This is so wierd. Logged in to a Linux (RHEL) box as a user 'g', doing an ls -lah
shows
drwxrwxrwx 6 g g 4.0K Jun 23 13:27 .
drwxrw-r-x 6 root root 4.0K Jun 23 13:15 ..
-rwxrw---- 1 g g 678 Jun 23 13:26 .bash_history
-rwxrw---- 1 g g 33 Jun 23 13:15 .bash_logout
-rwxrw---- 1 g g 176 Jun 23 13:15 .bash_profile
-rwxrw---- 1 g g 124 Jun 23 13:15 .bashrc
drw-r----- 2 g g 4.0K Jun 23 13:25 .ssh
So the user 'g' in group 'g' /should/ be able to read and write to the .ssh directory but if I do ls -lah .ssh/
I get ls: .ssh/: Permission denied
. I also get Permission denied if I try and cat
any files in the directory
If I go in as root and change the permissions to 700
, 744
, 766
or anything as long as the 'user' permission is 7 it works and I can CD and LS the directory and files within.
id g
returns
uid=504(g) gid=506(g) groups=506(g)
Edit:
I've copied these permissions exactly to another identical box and there is no issue. I can cd
into a directory without execute permissions.
Best Answer
The directory will require the execute bit set in order for you to enter it.

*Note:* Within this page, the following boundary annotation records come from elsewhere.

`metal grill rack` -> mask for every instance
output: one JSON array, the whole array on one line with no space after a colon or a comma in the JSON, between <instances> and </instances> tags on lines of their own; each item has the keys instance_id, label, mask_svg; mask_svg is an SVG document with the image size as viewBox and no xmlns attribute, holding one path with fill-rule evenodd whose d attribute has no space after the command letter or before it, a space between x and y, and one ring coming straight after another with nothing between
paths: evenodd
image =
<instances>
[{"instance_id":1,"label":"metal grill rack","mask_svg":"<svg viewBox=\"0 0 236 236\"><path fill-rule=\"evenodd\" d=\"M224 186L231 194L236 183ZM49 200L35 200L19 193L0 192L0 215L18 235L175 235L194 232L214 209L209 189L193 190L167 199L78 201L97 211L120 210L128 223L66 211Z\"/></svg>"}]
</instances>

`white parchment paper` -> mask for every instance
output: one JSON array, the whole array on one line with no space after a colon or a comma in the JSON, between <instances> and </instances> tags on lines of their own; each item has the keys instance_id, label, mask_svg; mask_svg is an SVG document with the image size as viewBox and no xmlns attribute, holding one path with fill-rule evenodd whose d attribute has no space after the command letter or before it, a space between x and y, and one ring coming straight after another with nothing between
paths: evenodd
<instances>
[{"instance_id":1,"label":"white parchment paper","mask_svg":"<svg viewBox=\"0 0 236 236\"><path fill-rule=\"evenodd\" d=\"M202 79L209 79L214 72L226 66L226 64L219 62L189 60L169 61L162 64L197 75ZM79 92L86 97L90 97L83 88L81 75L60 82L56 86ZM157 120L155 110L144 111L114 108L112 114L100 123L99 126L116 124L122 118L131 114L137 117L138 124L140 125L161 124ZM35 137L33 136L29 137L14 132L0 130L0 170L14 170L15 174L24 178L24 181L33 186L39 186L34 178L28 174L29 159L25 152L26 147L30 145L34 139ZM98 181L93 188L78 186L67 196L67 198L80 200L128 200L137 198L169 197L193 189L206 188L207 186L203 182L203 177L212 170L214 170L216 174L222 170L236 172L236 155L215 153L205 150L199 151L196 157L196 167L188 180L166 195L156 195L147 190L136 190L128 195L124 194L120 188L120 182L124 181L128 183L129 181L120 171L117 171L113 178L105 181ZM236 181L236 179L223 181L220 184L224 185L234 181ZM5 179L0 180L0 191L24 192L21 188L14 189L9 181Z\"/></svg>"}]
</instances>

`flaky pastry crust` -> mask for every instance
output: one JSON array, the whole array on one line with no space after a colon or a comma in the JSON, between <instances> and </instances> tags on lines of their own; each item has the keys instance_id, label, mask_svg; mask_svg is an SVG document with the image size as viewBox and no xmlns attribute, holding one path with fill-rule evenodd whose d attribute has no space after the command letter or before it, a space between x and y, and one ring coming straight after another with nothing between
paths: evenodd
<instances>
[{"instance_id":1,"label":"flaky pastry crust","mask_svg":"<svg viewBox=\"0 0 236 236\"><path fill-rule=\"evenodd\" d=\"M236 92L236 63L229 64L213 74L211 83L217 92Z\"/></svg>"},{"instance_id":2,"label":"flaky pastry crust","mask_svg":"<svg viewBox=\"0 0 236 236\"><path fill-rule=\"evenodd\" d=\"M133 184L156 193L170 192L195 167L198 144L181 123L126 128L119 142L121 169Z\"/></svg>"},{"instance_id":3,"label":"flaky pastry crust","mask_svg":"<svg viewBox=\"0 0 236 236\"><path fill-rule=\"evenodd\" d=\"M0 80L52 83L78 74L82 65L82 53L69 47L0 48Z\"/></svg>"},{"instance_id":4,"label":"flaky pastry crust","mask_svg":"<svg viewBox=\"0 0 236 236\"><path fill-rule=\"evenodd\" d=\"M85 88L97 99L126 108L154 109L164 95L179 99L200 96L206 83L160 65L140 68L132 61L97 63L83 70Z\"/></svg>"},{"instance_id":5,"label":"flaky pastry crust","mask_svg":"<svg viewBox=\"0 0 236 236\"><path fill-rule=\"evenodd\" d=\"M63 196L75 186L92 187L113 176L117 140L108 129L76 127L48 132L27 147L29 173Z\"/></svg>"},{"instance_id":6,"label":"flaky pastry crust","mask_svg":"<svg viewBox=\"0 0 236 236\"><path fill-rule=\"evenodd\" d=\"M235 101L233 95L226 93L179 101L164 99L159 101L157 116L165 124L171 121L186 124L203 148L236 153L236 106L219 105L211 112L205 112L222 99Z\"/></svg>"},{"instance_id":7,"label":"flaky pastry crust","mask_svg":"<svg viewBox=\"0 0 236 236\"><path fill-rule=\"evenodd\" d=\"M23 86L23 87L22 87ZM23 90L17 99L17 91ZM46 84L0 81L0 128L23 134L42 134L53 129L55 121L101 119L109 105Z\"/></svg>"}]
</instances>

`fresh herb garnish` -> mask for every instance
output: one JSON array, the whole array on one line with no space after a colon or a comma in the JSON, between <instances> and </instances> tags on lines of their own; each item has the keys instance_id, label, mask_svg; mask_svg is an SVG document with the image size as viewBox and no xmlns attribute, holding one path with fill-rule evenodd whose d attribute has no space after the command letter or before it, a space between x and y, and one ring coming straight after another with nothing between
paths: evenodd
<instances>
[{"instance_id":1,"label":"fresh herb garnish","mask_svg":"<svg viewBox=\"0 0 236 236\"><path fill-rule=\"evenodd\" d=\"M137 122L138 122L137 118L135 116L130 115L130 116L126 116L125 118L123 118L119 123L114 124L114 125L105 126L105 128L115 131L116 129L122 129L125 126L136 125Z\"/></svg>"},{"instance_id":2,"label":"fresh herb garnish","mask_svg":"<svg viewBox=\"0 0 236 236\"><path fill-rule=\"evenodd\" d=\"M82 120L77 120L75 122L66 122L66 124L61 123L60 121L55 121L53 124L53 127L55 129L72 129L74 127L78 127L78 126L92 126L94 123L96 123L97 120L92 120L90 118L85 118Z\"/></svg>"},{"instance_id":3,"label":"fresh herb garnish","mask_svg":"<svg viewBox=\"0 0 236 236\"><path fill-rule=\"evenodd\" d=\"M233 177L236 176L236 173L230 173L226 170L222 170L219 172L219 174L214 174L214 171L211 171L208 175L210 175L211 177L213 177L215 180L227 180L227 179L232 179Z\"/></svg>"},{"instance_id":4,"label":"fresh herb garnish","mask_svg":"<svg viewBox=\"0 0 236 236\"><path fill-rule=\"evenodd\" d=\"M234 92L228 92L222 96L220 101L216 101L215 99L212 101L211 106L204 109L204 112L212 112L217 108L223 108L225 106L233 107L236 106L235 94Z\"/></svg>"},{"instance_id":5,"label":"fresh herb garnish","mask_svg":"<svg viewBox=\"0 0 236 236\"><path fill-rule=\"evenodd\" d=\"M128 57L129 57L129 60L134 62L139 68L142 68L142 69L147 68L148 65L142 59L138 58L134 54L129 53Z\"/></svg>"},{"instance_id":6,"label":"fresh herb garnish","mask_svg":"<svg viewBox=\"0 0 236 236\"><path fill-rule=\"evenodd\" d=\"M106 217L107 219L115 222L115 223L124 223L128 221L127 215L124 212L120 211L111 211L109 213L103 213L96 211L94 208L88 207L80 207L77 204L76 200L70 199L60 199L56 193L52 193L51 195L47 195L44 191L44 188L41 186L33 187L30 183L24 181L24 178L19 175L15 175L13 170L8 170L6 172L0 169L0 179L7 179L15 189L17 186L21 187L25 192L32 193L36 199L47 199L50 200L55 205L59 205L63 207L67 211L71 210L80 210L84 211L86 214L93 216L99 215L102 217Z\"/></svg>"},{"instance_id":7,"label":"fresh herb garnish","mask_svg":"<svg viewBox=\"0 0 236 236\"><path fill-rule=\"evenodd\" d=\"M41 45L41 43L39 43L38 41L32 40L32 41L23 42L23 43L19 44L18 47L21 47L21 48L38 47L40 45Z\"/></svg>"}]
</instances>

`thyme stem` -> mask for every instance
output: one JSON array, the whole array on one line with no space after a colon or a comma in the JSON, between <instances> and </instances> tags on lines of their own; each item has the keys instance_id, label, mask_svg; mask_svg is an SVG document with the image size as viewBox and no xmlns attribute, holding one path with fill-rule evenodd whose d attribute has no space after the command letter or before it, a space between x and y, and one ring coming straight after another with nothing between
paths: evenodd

I don't know what you tested, but you cannot enter a directory without the execute bit, or read files in it:
That is, unless your process has the CAP_DAC_OVERRIDE POSIX capability set (like root has), which allows you to enter directories without the executable bit set, iirc.
Basically, you should try to keep you .ssh directory at 700, and everything in it at 600, just to be safe. The ssh man page gives per file instructions on the required ownerships and permission modes for files in ~/.ssh.